An Ohio University Changes 23 Restrooms across Campus to ‘All-Gender’ Facilities
An Ohio public university has converted 23 restrooms into “all-gender” bathrooms.
Wright State University in Dayton, Ohio also instilled a new policy last month allowing people to use whatever bathroom facility “they deem they need to use” on the campus.
The change, which complies with the university’s discrimination policy, allows “individuals to use the restroom that corresponds to their sex, gender identity, and/or gender expression,” their website stated.
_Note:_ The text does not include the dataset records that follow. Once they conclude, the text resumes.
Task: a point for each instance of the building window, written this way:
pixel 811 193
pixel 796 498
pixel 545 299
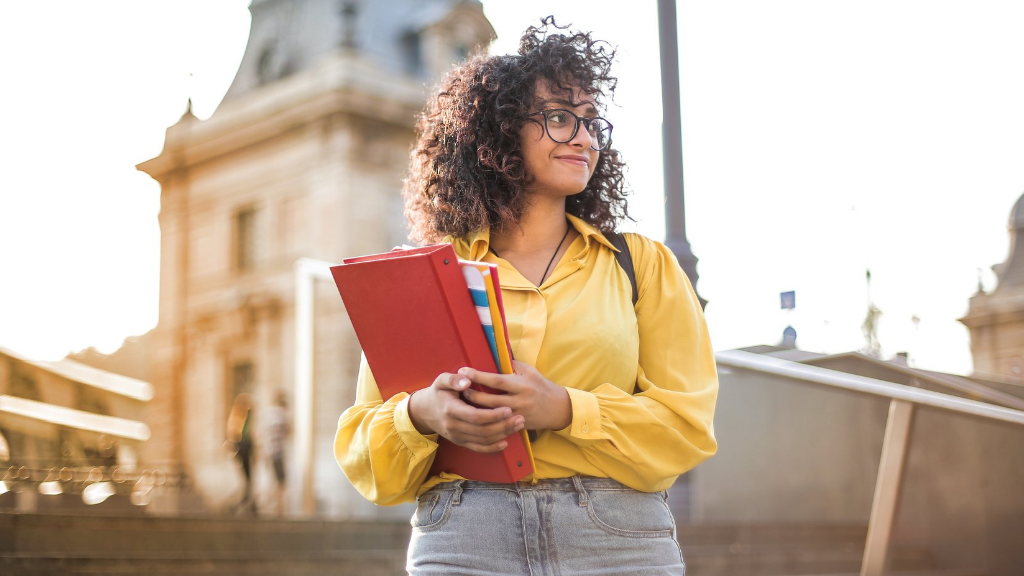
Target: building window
pixel 242 378
pixel 245 239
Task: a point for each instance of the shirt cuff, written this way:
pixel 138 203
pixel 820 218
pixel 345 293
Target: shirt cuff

“In some instances, a designated all-gender restroom may contain multiple stalls,” the webpage reads. “For those who do not wish to use an all-gender single stall or all-gender multi-stall restroom, there will be gendered restrooms located in every building,” it continued.
Wright State University’s Chief Diversity Officer Matthew L. Boaz wrote in a letter to the campus that the changes to their restroom policies further the school’s mission of “diversity, inclusion, and accessibility.”
“By providing greater access to restroom facilities, we strive to create safer and more accessible spaces for people with children of a different gender, people with disabilities who need assistance in the restroom from someone of a different gender, and people who identify as transgender and nonbinary,” he continued.
Meanwhile, critics of gender-neutral bathrooms say policies like Wright State’s violate the privacy rights of others, especially women. One student even posted a complaint about the change on Twitter writing, “Can’t even use the bathroom because all the bathrooms at wright state are gender neutral now and there’s men and urinals in all the bathrooms.”
Wright State University responded, informing the student that not all of the bathrooms have been changed and that she needed to “go up or down a flight of stairs” to find a gendered bathroom she was comfortable with.
The Christian Post reports that a 2017 report from the Family Research Council found 21 incidents of men assaulting or violating women’s privacy in public bathrooms.